Figure 7. CBR of Soil and Coir Fiber Mix

2.4 Effect of Coir Fiber on Swelling Pressure

The swelling pressure was decreased with increase in percentage addition of coir fiber as shown in Figure 6. The decrease in swelling pressure may be due to the addition of coir fiber. The pore water pressure can be easily dissipated due to the mixture of soil and coir fiber.

3.1 Design of Subgrade and Assessment of Thickness of Pavement for Highways

The pavement design is done as per IRC 37:2012 using the design charts as given in the code. Table 3 mentions the thickness of the pavement required for the stabilized soil and unreinforced soil. It can be seen from the table that as the CBR value increases with the increase in percentage of coir fiber pavement, thickness decreases accordingly. However, for design of pavement soaked CBR values are considered as per IRC 37:2012. Hence the stabilized soil requires less pavement thickness, thus making the pavements sustainable and more economical.

Table 3. Pavement Thickness and CBR Value

According to the Indian road congress IRC 37:2012, The subgrade soil forms the foundation of a pavement as per IRC 37:2012. The parent soil, replaced soil, or modified soil, which is immediately below the pavement having 500 mm thickness is most important layer as a subgrade layer. The select soil forming the subgrade should be compacted to a minimum 97% to avoid rutting due to densification over time. As seen from the graph in Figure 7, unreinforced soil was originally unfit to be used as a subgrade material as it has soaked CBR value of around 3%. Any soil having a CBR of minimum 8% or above can be used for traffic of 450 commercial vehicles per day. Use of expansive clay is not allowed for subgrade construction for heavily traffic road. Generally, the soil is replaced if the soil is expansive soil and which increases the cost of construction of embankment due to replacement of material. Once the soil was stabilized with coir fibers the CBR value can be increased. Addition of coir fibers in the range of 0.4%, 0.6%, and 0.8% increased the soaked CBR value of soil to 3.7%, 4.3 %, and 5.2%, respectively. Figure 8 shows the decrease in pavement thickness with increase in coir fiber content. Hence such soil which was stabilized with coir fibers can be used for road embankments. However, expansive soil mixed with admixtures like lime and/or flyash along with the coir fiber will give better results as per the study done by Ramesh and Kumar (2009); Shreyas (2017). However, In case of expansive soil buffer layer or blanket course can be provided additionally to deal with its shrinkage and swell behaviour.

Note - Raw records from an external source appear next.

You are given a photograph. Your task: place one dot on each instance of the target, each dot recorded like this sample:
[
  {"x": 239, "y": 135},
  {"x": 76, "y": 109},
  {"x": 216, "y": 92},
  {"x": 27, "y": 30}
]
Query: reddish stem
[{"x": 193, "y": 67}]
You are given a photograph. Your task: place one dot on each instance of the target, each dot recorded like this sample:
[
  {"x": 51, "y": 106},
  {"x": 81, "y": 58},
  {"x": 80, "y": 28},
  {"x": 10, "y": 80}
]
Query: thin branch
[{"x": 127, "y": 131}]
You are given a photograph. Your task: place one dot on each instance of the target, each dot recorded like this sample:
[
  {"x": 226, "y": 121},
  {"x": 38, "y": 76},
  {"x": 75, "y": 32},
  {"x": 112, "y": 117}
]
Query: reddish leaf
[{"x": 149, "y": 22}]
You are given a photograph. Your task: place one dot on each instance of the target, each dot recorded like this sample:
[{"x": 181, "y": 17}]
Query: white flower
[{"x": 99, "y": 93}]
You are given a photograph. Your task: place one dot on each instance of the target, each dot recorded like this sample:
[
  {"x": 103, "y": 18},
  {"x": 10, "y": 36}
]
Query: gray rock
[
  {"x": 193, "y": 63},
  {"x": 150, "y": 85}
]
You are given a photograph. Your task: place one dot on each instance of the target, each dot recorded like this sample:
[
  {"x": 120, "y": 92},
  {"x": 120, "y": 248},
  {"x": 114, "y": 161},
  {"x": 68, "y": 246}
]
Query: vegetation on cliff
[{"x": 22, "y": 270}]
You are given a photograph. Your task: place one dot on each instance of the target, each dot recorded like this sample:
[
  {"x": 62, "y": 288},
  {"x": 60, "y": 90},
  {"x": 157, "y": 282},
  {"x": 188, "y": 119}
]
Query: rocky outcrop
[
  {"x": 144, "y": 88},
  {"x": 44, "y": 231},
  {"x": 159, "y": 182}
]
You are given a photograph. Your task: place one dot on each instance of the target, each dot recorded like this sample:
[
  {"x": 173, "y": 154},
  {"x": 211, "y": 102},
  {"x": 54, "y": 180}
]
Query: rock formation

Figure 8. Pavement Thickness and Percentage of Coir Fiber

In this study, the experimental investigation was done to analyse the effect of coir fiber on strength, compaction and swelling behaviour of soil. An effect of randomly distributed coir fiber pavement subgrade was attempted in this study. It was observed that the fibre content significantly affects the parameters under consideration, i.e. optimum moisture content, maximum dry density, UCS, and CBR values. In general, it observed that MDD decreases with an increase in fibre content, while OMC, UCS, and CBR values increase with an increase in fibre content.

Design of subgrade and the thickness of pavement is then done using data obtained from the experimental study. Effect of fibre content on the thickness of pavement subgrade was analysed. It was observed that the pavement thickness reduces significantly with an addition of reinforcement in the subgrade soil. This technique can be used for rural road infrastructure, where heavy traffic is not available.